For a moment, he quietly rummaged through the overstuffed folder hanging from his shoulder, thoughtfully scanning loose pages and folded printouts as though trying to find the version of me that best matched one of them.

Eventually, he pulled out a single sheet and handed it to me.

“This one,” he said.

Verlangen

David Meijers

Mar 22, 2026

Geef me de nacht. Vertel me wat je wilt. Laat me, een andere keer, je slaaf zijn, stuur me van hot naar her, breng me naar boksles in een kinderzitje, met een speen in mijn mond.

Laat aan mij de eiwitten, de overweldigende kracht van het lichaam, het samenspel tussen membraanprocessen en onbegrijpelijke cognitie. Leef mee met mijn wereld, met de samenhang die vol met waarheid nog niet in m’n uitingen past, waardoor ik iets aan het missen ben dat steeds bij me is, zoals wanneer je een geliefd liedje in je hoofd hebt. Leg me uit waar jij voor leeft, als je dat kunt, luister naar wat mij elke dag bezighoudt.

Maak me veilig, schud me door elkaar als een cocktail, ik stem Partij voor de Dieren. Wanneer ik aan Optiver denk, weet ik nu dat ik de kracht, die ik niet kwijt wil, aan een ander geef. Jij hoeft me niet te helpen met dat anders doen. Maak me jouw hobbelpaard, ik wil dat jouw kut op mijn ruggengraat lekt.

Er zijn genoeg praktische kanten: ik voel die druk elke dag. Als ik ben klaargekomen, in mijn eentje, duw ik mijn voeten tegen elkaar, de ontspanning, als inkt in water, van mijn borstkas, het gevoel van de randen van mijn voeten die elkaar raken.

Er is meer kracht dan alleen die wonderen van het lichaam. Laat me je overmannen. Zoals een foto sfeer kan hebben en een verhaal en ik niet. Bestaat mijn leven? Ja.

Onder andere waar het leven wonderen ontvlucht voor een wonder dat mij persoonlijk aangaat. Verander niet, of verander door te veranderen.
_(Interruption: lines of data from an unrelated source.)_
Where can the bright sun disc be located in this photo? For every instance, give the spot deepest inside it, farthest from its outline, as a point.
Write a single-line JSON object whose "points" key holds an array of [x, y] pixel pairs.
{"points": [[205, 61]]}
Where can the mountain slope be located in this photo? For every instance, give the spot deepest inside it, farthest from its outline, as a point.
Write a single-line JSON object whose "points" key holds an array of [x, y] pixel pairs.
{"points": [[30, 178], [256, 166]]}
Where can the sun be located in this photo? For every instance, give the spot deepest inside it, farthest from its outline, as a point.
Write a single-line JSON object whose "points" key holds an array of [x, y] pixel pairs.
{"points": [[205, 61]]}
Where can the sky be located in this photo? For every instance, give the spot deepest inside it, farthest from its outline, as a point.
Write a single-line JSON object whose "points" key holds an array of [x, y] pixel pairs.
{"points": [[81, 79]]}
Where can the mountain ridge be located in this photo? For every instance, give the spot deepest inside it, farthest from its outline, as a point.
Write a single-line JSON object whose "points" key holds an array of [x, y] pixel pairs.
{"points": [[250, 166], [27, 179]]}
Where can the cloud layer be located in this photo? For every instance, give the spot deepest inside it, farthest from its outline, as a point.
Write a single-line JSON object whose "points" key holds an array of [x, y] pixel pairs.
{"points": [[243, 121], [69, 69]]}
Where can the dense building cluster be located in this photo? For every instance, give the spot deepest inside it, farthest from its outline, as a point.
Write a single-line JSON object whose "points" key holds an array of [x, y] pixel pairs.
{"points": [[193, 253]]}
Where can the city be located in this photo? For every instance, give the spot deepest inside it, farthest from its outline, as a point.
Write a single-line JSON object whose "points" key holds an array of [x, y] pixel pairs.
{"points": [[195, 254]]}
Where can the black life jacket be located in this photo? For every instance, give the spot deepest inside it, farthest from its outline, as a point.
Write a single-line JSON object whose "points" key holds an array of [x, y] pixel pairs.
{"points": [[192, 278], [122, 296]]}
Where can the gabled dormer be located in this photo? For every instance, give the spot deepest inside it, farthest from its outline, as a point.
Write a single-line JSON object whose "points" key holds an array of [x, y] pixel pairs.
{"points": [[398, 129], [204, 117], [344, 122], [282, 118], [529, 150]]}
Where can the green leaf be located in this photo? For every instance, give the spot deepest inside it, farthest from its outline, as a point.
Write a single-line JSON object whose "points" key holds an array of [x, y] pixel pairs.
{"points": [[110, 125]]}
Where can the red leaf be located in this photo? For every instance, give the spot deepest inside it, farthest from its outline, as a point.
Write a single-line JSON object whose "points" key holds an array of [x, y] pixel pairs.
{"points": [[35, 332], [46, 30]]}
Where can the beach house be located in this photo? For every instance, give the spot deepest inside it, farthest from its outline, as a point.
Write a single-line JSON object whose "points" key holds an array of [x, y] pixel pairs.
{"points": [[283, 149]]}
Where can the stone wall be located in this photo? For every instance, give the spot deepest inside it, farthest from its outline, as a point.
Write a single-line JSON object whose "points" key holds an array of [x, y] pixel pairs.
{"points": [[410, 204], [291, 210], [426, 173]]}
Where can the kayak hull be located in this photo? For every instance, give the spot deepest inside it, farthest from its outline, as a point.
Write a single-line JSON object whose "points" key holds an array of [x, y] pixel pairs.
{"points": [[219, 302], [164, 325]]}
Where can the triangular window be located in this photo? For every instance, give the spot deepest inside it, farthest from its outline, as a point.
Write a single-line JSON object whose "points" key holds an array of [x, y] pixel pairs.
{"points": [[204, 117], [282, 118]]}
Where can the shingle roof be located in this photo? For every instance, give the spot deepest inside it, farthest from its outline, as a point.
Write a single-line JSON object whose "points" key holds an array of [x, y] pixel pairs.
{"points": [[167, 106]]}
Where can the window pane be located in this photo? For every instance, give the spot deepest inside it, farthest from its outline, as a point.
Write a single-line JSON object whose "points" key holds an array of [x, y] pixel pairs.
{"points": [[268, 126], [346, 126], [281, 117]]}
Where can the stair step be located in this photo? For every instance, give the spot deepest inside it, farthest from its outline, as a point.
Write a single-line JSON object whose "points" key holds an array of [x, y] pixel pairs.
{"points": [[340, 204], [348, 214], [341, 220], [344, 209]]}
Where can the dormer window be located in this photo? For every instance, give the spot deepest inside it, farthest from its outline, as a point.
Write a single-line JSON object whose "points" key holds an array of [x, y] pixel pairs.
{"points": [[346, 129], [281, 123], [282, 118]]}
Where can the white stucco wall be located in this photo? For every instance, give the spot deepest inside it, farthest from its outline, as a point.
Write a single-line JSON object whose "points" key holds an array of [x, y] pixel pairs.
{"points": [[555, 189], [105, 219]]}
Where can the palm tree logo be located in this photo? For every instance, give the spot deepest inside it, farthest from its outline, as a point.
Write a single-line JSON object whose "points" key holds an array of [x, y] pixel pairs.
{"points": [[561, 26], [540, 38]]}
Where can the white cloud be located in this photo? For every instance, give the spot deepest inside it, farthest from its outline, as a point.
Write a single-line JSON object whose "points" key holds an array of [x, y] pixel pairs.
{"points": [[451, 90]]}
Maar laat me, misschien, alles in mijn hoofd, ook dat gaat me aan.

Well… tja. How do I put this.

I wish I could accurately reproduce the exact thoughts that first passed through my head while reading his poem. I can’t recall the precise sentences anymore, but I can still reconstruct the emotional landscape they left behind: somewhere between fascination, confusion, mild discomfort and the very specific form of intellectual intimidation usually reserved for difficult philosophers assigned during history class.

The kind where you instinctively feel that something important is being said, something deeply sincere, painfully human, maybe even brilliant, but your brain cannot yet fully access the frequency on which it is transmitting. While, at the same time, another part of you quietly wonders whether it might also just be an impressive amount of beautifully packaged nonsense. By the time I reached the final sentence, I realised I genuinely had no idea what I was supposed to think or feel anymore. Parts of the poem I sincerely admired. Other parts made me want to briefly leave my own body and observe the conversation from a safer emotional distance. So instead, I sat there rereading certain passages while trying very hard to maintain the facial expression of someone calmly and intellectually processing contemporary poetry, rather than someone internally short-circuiting at phrases like “maak me jouw hobbelpaard.”

And don’t get me wrong. As someone who spent a significant portion of her teenage years on Wattpad, I can appreciate a good piece of smut or, let’s be honest, even badly written smut if the circumstances are right. But beyond the initial shock value, a second wave of confusion quickly followed:

Why had he chosen this specific poem for me?

Before I had fully gathered the words for whatever response my brain was trying to assemble, a third voice suddenly interrupted the silence by asking him for a poem of their own, pulling him away towards another table almost immediately. And on the way home, somewhere between rereading the poem beneath passing streetlights and mentally replaying the conversation for the fiftieth time, I kept circling back to the same questions. Had my enthusiasm accidentally come across as flirting? No… surely not. Or was that simply the kind of energy I apparently gave off without realising it? Or maybe (and this remained both the most likely explanation and somehow also the one that sounded most self-invented), I had simply interpreted his poem entirely wrong.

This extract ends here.